# When you stand on the observation deck of the Empire State Building in New York, is your linear speed due to the Earth's rotation greater than, less than, or the same as when you were on the ground floor?

May 15, 2016

Linear speed due to the Earth's rotation is greater than observer's linear speed when he is at the ground floor.

#### Explanation:

Look at the following picture showing rotation of earth and speed at various latitudes. All point on the earth rotate in front of the sun over a period of 24 hours. The points on the equator have the highest rotational speed and the ones at poles have the lowest, zero speed.

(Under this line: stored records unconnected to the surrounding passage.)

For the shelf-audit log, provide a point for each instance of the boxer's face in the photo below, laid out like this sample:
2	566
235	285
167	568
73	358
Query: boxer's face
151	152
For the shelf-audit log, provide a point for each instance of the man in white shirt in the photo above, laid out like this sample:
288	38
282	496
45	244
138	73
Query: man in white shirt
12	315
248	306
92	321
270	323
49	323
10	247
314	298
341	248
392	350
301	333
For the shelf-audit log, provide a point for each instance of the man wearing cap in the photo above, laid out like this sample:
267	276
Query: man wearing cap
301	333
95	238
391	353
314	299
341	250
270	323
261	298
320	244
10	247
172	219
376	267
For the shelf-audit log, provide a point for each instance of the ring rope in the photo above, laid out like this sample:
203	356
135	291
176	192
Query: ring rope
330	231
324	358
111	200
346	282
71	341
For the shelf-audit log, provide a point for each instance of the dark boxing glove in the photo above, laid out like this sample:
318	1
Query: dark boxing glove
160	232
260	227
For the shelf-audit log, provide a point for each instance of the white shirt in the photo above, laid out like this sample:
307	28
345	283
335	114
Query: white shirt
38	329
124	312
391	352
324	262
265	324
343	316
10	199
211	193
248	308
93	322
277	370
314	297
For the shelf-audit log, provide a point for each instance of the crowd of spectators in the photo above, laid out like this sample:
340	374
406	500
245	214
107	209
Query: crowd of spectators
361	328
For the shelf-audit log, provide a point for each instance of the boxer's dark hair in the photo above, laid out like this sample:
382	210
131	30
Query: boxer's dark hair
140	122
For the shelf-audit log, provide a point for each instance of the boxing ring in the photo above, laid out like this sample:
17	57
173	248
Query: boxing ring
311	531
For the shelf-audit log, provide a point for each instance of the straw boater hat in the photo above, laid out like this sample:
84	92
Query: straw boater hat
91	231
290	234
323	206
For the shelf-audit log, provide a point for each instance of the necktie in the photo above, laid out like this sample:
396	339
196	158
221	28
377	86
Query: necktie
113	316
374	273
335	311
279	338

If $\omega = \frac{2 \pi}{T}$ is the angular velocity of the earth's rotation,
$T$ the time period of earth's rotation and
$r$ is the radius of the cross-section circle on whose circumference any point is located, the rotational velocity $v$, or speed at which the point is rotates can be found from the expression
$v = r \omega$ .......(1)

We know that the Empire State Building is situated at ${40.7484}^{\circ} N ,$ ${73.9857}^{\circ} W$ coordinates. Suppose ${R}_{N Y}$ is the radius of the cross-section circle at the latitude of Empire State Building latitude at ground floor level.

The linear speed of observer when located at ground floor level is
${v}_{\circ} = {R}_{N Y} \cdot \omega$ .......(2)

Let $h$ be the height of the observation deck of the Empire State Building. Now the observer rotates while he is located at the circumference of a circle which has its radius$= {R}_{N Y} + h$.

The linear velocity of observer due to rotation of earth now is
${v}_{h} = \left({R}_{N Y} + h\right) \cdot \omega$ .......(3)

Comparing equations (2) and (3) we know that linear speed due to the Earth's rotation is greater than observer's linear speed when he is at the ground floor.